Tribune. L’arrivée le 8 mai d’Asia Bibi au Canada marque le dénouement d’une affaire qui durait depuis dix ans, et qui témoigne du retour de la question du blasphème dans nos sociétés contemporaines. En 2009, cette villageoise chrétienne se dispute avec des femmes musulmanes qui lui reprochent d’avoir souillé l’eau réservée aux musulmans. Asia Bibi est accusée d’avoir alors insulté le prophète Muhammad. Condamnée à mort, elle sera acquittée huit ans plus tard.

Au Pakistan, l’affaire a suscité des manifestations de masse pour exiger son exécution.

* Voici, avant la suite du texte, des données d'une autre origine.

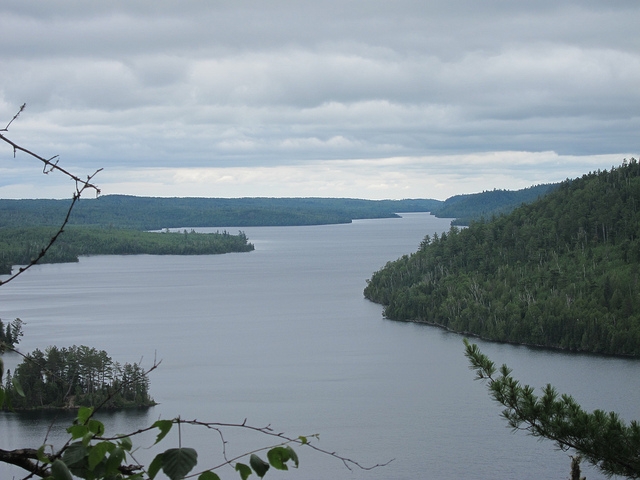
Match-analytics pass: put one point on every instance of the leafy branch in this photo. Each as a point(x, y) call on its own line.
point(92, 455)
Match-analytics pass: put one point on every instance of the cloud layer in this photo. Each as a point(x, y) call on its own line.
point(363, 99)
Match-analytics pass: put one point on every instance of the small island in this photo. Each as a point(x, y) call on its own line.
point(75, 377)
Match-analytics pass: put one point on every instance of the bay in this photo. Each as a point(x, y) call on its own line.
point(283, 336)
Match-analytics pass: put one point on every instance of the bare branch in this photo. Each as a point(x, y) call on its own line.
point(49, 166)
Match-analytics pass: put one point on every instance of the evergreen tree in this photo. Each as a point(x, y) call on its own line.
point(599, 437)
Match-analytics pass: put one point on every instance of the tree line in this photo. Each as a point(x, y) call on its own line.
point(76, 376)
point(561, 272)
point(153, 213)
point(19, 245)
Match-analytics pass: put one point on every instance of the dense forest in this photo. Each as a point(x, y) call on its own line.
point(466, 208)
point(77, 376)
point(561, 272)
point(153, 213)
point(19, 245)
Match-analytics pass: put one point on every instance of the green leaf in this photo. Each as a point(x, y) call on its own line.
point(59, 471)
point(77, 431)
point(42, 457)
point(96, 427)
point(209, 475)
point(98, 452)
point(244, 470)
point(75, 453)
point(84, 413)
point(126, 443)
point(164, 426)
point(17, 386)
point(155, 466)
point(259, 466)
point(114, 461)
point(177, 462)
point(279, 456)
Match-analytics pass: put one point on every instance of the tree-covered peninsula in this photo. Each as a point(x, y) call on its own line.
point(73, 377)
point(18, 246)
point(562, 272)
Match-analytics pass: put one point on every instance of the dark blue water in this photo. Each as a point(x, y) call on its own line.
point(283, 336)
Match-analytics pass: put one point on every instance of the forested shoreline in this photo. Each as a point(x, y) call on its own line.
point(73, 377)
point(562, 272)
point(19, 246)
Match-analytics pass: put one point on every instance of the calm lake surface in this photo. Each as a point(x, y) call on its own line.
point(283, 336)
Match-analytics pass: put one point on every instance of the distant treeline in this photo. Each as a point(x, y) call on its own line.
point(152, 213)
point(18, 246)
point(561, 272)
point(466, 208)
point(76, 376)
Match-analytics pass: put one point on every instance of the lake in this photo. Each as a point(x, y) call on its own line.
point(283, 336)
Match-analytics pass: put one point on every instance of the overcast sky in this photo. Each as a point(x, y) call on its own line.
point(333, 98)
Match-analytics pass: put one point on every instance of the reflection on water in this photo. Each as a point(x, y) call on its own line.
point(283, 336)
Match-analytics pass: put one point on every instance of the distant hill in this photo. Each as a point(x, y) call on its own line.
point(561, 272)
point(149, 213)
point(465, 208)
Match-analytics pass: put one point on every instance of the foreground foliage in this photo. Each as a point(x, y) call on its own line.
point(561, 272)
point(599, 437)
point(92, 455)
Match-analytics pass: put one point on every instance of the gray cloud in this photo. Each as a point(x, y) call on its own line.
point(198, 84)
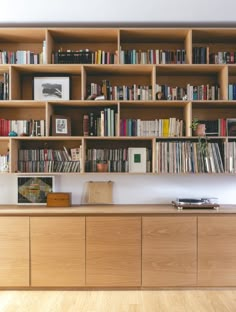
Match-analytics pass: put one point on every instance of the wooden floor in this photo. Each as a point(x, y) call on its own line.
point(119, 301)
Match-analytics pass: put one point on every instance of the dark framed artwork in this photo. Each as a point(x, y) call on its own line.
point(61, 125)
point(33, 190)
point(231, 126)
point(46, 88)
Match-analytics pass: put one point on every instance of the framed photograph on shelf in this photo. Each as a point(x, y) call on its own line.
point(46, 88)
point(61, 125)
point(33, 190)
point(231, 126)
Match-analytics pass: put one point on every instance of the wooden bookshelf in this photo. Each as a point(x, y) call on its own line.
point(131, 84)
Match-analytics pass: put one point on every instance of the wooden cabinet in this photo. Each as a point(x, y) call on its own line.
point(113, 251)
point(169, 251)
point(155, 81)
point(57, 251)
point(14, 251)
point(216, 250)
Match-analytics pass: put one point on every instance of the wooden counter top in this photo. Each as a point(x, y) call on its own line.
point(111, 210)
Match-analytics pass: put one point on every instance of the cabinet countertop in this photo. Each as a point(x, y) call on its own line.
point(134, 209)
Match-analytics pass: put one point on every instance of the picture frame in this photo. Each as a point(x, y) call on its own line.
point(61, 125)
point(46, 88)
point(33, 190)
point(231, 126)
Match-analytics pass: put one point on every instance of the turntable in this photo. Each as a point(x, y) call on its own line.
point(196, 203)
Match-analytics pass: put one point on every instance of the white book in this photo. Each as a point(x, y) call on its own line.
point(137, 157)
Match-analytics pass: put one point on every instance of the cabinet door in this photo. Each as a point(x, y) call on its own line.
point(57, 251)
point(14, 251)
point(169, 251)
point(217, 251)
point(113, 251)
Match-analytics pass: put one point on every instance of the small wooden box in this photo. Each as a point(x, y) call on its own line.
point(59, 199)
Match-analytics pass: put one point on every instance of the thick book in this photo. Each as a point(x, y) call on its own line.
point(137, 157)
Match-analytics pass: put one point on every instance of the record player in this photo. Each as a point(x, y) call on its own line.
point(196, 203)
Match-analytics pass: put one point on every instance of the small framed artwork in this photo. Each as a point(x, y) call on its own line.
point(33, 190)
point(48, 88)
point(231, 126)
point(61, 125)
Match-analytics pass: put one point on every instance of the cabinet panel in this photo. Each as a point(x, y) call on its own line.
point(57, 251)
point(169, 251)
point(217, 251)
point(113, 251)
point(14, 251)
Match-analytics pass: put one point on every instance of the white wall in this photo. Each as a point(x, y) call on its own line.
point(119, 11)
point(127, 189)
point(137, 188)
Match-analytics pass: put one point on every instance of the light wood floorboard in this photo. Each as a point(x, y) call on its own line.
point(119, 301)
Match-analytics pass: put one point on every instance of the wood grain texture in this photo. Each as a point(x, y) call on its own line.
point(57, 251)
point(14, 251)
point(134, 209)
point(169, 251)
point(113, 251)
point(217, 251)
point(118, 301)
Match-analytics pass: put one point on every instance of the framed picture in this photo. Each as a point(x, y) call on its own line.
point(61, 125)
point(33, 190)
point(231, 126)
point(51, 88)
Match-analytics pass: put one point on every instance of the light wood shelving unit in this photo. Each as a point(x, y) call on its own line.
point(115, 40)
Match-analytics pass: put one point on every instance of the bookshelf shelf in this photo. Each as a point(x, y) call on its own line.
point(123, 78)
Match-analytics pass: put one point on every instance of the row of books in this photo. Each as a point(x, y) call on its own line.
point(84, 57)
point(232, 91)
point(20, 57)
point(230, 157)
point(154, 128)
point(101, 124)
point(4, 163)
point(4, 86)
point(49, 166)
point(22, 127)
point(190, 92)
point(133, 92)
point(188, 157)
point(153, 56)
point(44, 154)
point(132, 159)
point(201, 55)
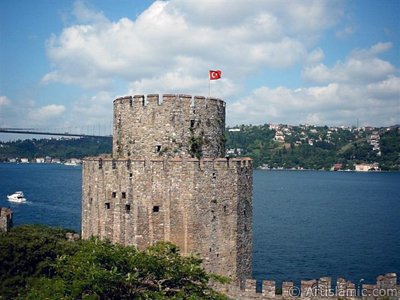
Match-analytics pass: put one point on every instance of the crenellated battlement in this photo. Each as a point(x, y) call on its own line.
point(181, 99)
point(386, 287)
point(109, 163)
point(168, 126)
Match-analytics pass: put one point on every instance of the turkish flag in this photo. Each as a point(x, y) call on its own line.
point(215, 74)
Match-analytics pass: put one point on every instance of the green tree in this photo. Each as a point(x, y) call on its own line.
point(37, 262)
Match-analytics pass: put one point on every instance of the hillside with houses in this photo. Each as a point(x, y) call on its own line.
point(278, 146)
point(272, 146)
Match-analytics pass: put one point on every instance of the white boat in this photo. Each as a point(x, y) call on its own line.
point(17, 197)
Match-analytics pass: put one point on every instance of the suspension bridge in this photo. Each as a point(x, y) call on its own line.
point(64, 132)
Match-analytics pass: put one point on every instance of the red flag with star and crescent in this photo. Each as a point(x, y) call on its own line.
point(215, 74)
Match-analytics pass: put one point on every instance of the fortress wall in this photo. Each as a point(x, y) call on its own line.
point(168, 125)
point(185, 201)
point(386, 287)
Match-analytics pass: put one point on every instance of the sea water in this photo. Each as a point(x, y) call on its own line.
point(306, 224)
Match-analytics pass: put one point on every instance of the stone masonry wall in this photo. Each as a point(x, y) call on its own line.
point(203, 206)
point(168, 126)
point(386, 288)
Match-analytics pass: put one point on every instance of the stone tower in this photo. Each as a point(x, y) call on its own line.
point(168, 180)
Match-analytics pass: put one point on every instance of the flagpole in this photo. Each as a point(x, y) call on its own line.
point(209, 86)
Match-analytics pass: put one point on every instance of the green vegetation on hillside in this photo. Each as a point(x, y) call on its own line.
point(38, 262)
point(271, 146)
point(313, 147)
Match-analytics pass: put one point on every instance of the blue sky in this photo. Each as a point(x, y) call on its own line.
point(309, 61)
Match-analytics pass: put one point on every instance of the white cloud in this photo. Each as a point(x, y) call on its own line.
point(332, 104)
point(237, 36)
point(345, 32)
point(171, 46)
point(47, 112)
point(4, 101)
point(362, 87)
point(362, 66)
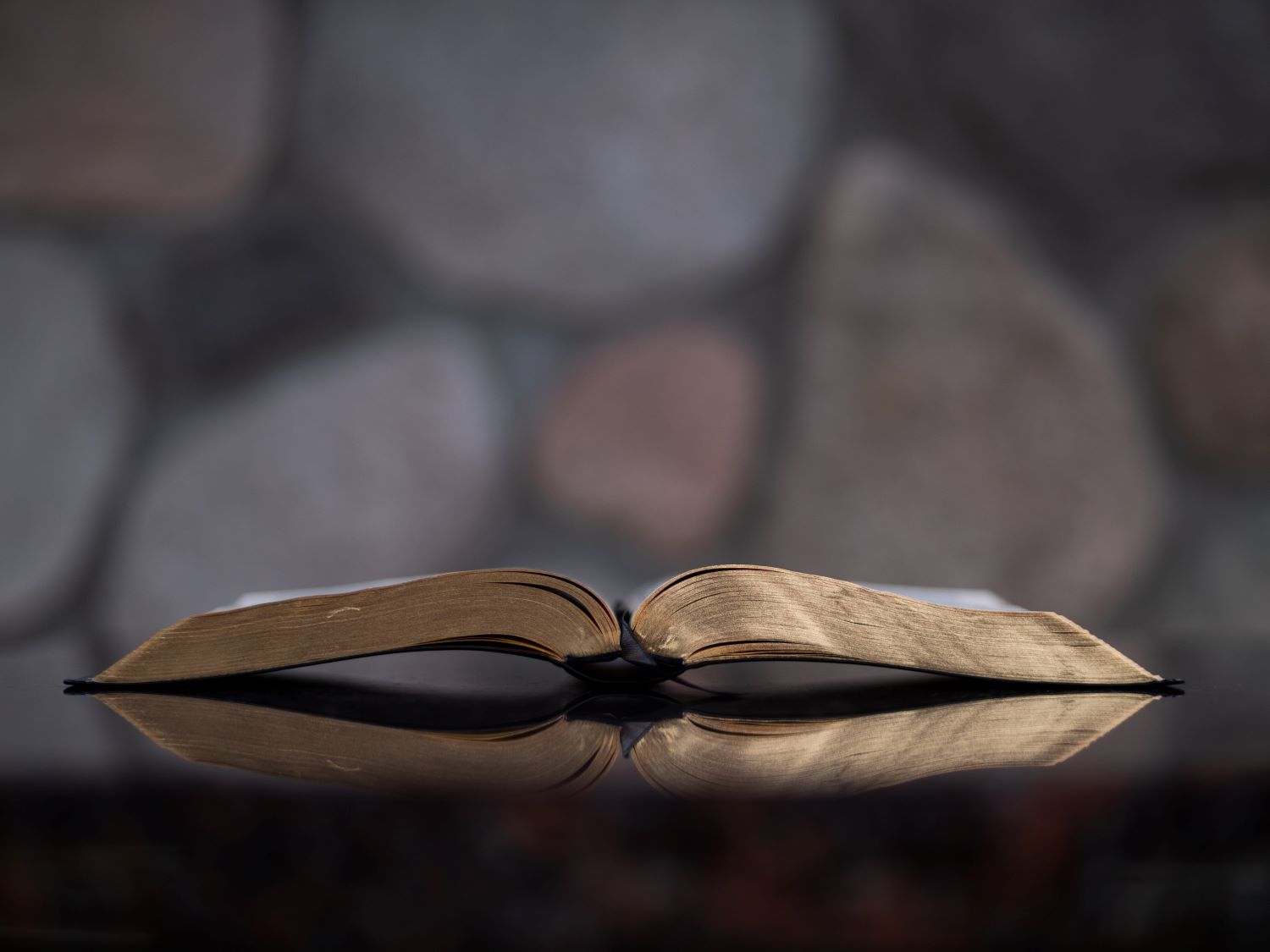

Cette susceptibilité pakistanaise à l’égard du blasphème trouve ses origines au XIXe iècle avec l’introduction par les Britanniques d’un code pénal pour l’Inde coloniale. Pour la première fois les « sentiments religieux » faisaient l’objet d’une protection juridique, et ce en termes laïcs, au même titre que la diffamation.

Un témoignage d’amour envers le Prophète

Intégrées au droit indien et pakistanais en 1947, ces dispositions ont eu pour effet d’inciter à la manifestation des sensibilités religieuses blessées. L’Asie du Sud fournit donc un précédent à la « laïcisation » du blasphème en cours dans les sociétés européennes, où l’offense au divin est remplacée par celle de discrimination ou d’incitation à la haine fondée sur les croyances religieuses.

Au Pakistan, ces dispositions furent renforcées dans les années 1980 afin que soient également protégés le Coran et le prophète Muhammad. Depuis lors, accusations de blasphème et lynchages sont choses courantes. Brandies de toutes parts, ces lois sont devenues une arme dans les règlements de compte personnels, et une sorte de totem national.

Les manifestations antiblasphème qui secouent régulièrement le pays témoignent d’une angoisse obsidionale propre au Pakistan et à son positionnement géopolitique. Nombre de Pakistanais sont convaincus qu’un complot étranger vise à éroder le caractère supposément islamique du pays. Manifester contre les blasphémateurs est vécu comme un témoignage d’amour envers le Prophète, et comme un acte de patriotisme. A contrario, blasphémer est une trahison religieuse mais aussi citoyenne, le déni du choix du Pakistan de se placer sous le signe d’Allah.

L’essor des nouveaux médias exacerbe le sentiment de dépossession. Les émeutes au Pakistan suscitées par les caricatures danoises puis par celle de Charlie Hebdo ne portaient pas tant sur l’interdit supposé de représenter le Prophète en islam que sur la circulation illimitée de l’outrage. Ce qui pose un problème, c’est l’impossibilité, à l’ère numérique, de contrôler les représentations publiques d’une religion dont ils se sentent dépositaires.